I tried writing an acceptance test which ran the application-under-test on a new thread. This didn’t work for me *at all*, so for the time being I’d given up, and was proceeding without acceptance-level tests.
A couple of days ago I had the idea of a test that didn’t involve threading. Instead, it takes a list of test conditions (as lambdas), and uses Pyglet’s own clock and scheduler to request a callback to a test function - try_condition() - on every frame.
from unittest import TestCase
from pyglet import app, clock
class AcceptanceTest(TestCase):
timeout = 1.0
def set_conditions(self, conditions):
self.conditions = conditions
self.next_condition()
clock.schedule(lambda dt: self.try_condition(dt))

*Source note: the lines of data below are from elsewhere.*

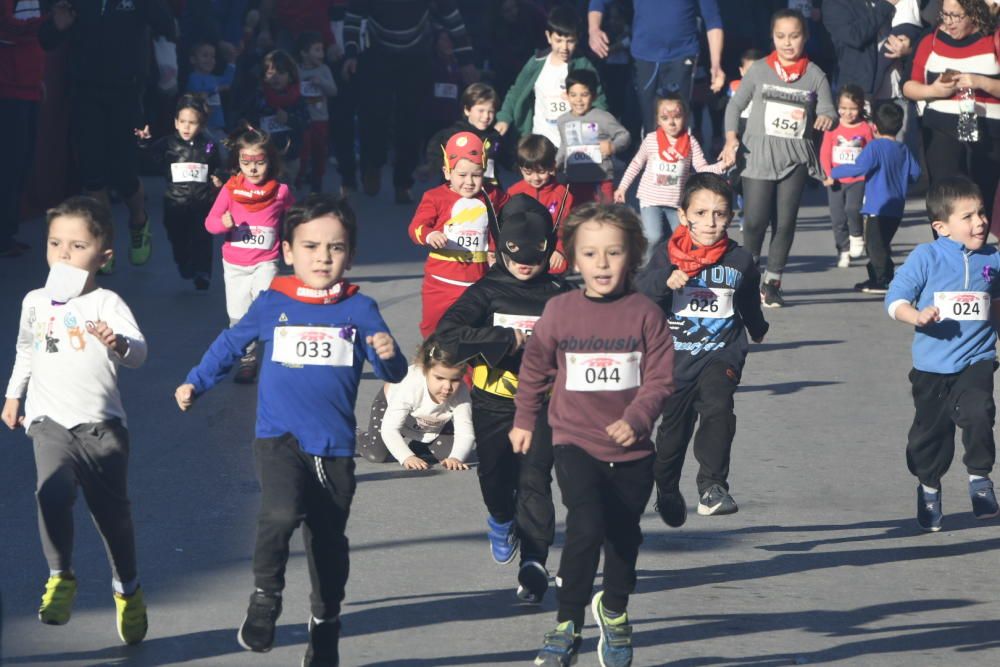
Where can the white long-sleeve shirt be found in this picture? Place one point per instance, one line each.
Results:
(69, 375)
(413, 415)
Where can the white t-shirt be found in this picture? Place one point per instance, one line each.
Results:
(70, 376)
(413, 415)
(550, 103)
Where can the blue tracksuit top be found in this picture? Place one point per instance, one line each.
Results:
(312, 402)
(948, 346)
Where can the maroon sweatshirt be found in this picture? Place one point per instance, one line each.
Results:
(610, 360)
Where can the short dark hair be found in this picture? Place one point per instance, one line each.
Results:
(563, 21)
(536, 151)
(583, 77)
(944, 193)
(888, 118)
(320, 205)
(94, 213)
(704, 181)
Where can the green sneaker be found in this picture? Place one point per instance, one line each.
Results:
(141, 244)
(57, 601)
(132, 621)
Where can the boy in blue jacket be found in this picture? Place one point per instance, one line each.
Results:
(317, 332)
(949, 290)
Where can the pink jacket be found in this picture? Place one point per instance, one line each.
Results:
(256, 237)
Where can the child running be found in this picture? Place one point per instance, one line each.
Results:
(666, 158)
(709, 288)
(457, 221)
(606, 354)
(949, 290)
(72, 338)
(317, 331)
(842, 145)
(248, 211)
(427, 415)
(491, 323)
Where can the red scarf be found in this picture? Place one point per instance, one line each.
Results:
(788, 74)
(281, 99)
(249, 196)
(294, 288)
(691, 259)
(676, 152)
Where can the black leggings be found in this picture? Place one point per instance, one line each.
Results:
(760, 197)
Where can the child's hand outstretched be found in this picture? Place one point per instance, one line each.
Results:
(622, 433)
(184, 395)
(383, 344)
(677, 279)
(10, 417)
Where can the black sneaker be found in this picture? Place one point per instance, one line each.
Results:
(257, 631)
(532, 582)
(716, 501)
(323, 648)
(770, 294)
(671, 507)
(928, 510)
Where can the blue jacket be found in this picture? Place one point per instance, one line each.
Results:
(888, 167)
(313, 403)
(948, 346)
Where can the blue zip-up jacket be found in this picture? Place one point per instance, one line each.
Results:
(313, 403)
(888, 167)
(948, 346)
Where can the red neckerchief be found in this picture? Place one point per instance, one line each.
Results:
(281, 99)
(294, 288)
(675, 152)
(252, 197)
(788, 74)
(691, 259)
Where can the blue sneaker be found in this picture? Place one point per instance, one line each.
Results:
(615, 646)
(503, 540)
(929, 509)
(561, 646)
(984, 498)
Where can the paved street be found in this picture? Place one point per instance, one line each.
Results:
(822, 565)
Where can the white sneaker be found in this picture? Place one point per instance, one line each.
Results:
(857, 246)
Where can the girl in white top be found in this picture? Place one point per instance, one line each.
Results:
(429, 411)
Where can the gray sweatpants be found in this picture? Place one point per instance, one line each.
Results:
(93, 457)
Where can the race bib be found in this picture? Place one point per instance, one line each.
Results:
(253, 238)
(313, 346)
(963, 306)
(702, 302)
(603, 371)
(523, 323)
(446, 91)
(188, 172)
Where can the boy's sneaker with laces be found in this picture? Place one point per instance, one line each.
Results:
(716, 501)
(503, 540)
(984, 498)
(928, 510)
(615, 646)
(532, 582)
(257, 631)
(57, 600)
(770, 294)
(323, 650)
(131, 615)
(561, 646)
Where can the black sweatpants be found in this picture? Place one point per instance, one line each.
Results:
(943, 402)
(604, 502)
(298, 488)
(515, 486)
(709, 402)
(190, 241)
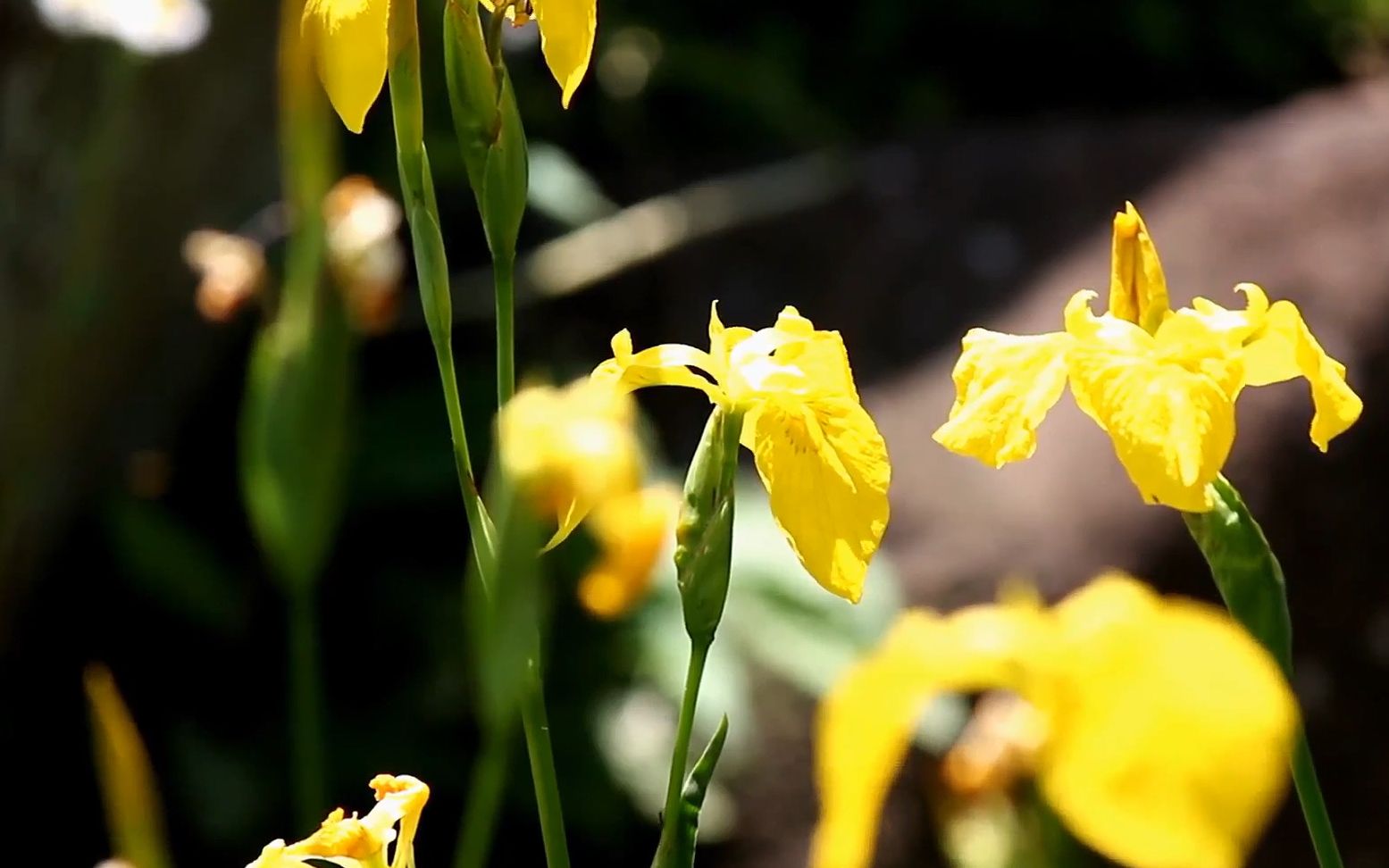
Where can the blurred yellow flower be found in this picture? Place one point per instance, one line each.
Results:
(631, 532)
(818, 452)
(1160, 382)
(567, 29)
(1161, 732)
(570, 449)
(360, 843)
(350, 40)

So self.conditions is the list of lambdas that will be provided by the acceptance test. Calling self.next_condition() merely plucks the next condition off the list, into self.condition. If there are no more conditions left, then the test has entirely passed and it requests the application to terminate, by setting the Pyglet member window.has_exit to True.
def next_condition(self):
if len(self.conditions) > 0:
self.condition = self.conditions.pop(0)
self.time = 0.0
else:
self.terminate()
def terminate(self):
win = self.get_window()
win.has_exit = True
def get_window(self):
windows = self.get_windows()
if len(windows) == 1:
return windows[0]
return None
def get_windows(self):
return [w for w in app.windows]
When try_condition() gets called by Pyglet on the first frame, it evaluates the value of self.condition. If True, then that first part of the test has passed, and it gets the next condition off the list. If False, then this function simply returns, to let the application continue running. When try_condition() is called again on the next frame, it resumes where it left off, testing out the false condition again. After it has been trying the same condition for a long enough time, it deems that condition to have failed, and raises an assertion error.
def try_condition(self, dt):
if self.condition():
self.next_condition()
else:
self.time += dt
if self.time > self.timeout:
self.fail("timeout on %s" % self.condition)
In future, I should probably allow the acceptance test code to specify a different timeout value for each condition.
Anyhow, we can then write an acceptance test by inheriting from this AcceptanceTest class, providing an appropriate list of conditions, and then just calling the application’s main() function. This function won’t return until the application exits, either when one of the conditions times out and raises an assertion error, or else when all conditions have passed and the test framework sets window.has_exit.
from testutils.testcase import run_test
from acceptance_test import AcceptanceTest
from sole_scion import main
class AT001_app_opens_a_fullscreen_window(AcceptanceTest):
def is_window_visible(self):
win = self.get_window()
return win and win.visible
def is_window_fullscreen(self):
win = self.get_window()
return win and win.fullscreen
def test_window(self):
conditions = [
self.is_window_visible,
self.is_window_fullscreen,
]
self.set_conditions(conditions)
main()
if __name__ == “__main__”:
run_test()
The conditions don’t simply have to be expressions to verify the application state. They could stimulate the application by raising mouse or keyboard events, etc, and then simply return True so that the test harness would move right on to the next condition.
Early days with this idea, but it seems to work great, and thus far I’m very happy with it.